Description of the project
The objective of this ERC Starting Grant project is to develop image processing algorithms for cinema that allow people watching a movie on a screen to see the same details and colors as people at the shooting location can. It is due to camera and display limitations that the shooting location and the images on the screen are perceived very differently. We want to be able to use common cameras and displays (as opposed to highly expensive hardware systems) and work solely on processing the video so that our perception of the scene and of the images on the screen match, without having to add artificial lights when shooting (other than for artistic purposes) or to manually correct the colors to adapt to a particular display device. In terms of sensing capabilities cameras are in many regards better than human photoreceptors, but human vision performs better processing, carried out in the retina and visual cortex. Therefore, rather than working on the hardware, improving lenses and sensors, we will instead use, whenever possible, existing knowledge on visual neuroscience and models on visual perception to develop software methods mimicking neural processes in the human visual system, and apply these methods to images captured with a regular camera.

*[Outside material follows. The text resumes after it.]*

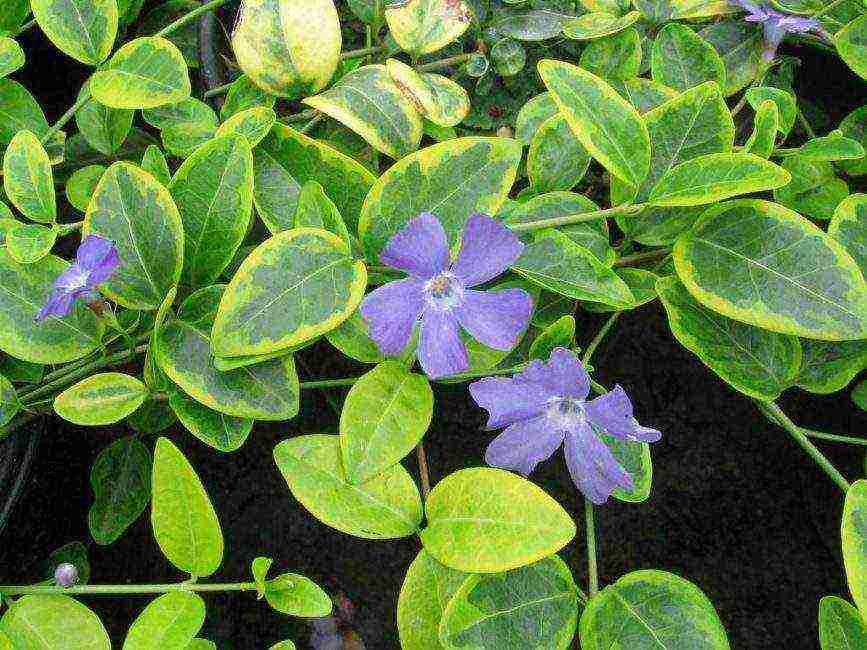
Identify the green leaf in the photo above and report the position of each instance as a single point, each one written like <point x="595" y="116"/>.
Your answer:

We will also use variational methods coupled with perceptual metrics to optimize the final outputs. From a technological standpoint, reaching our goal will be a remarkable achievement which will impact how movies are made (in less time, with less equipment, with smaller crews, with more artistic freedom) but also which movies are made (since good-visual-quality productions will become more affordable.) We also anticipate a considerable technological impact in the realm of consumer video. From a scientific standpoint, this will imply finding solutions for several challenging open problems in image processing and computer vision, but it also has a strong potential to bring methodological advances to other domains like experimental psychology and visual neuroscience.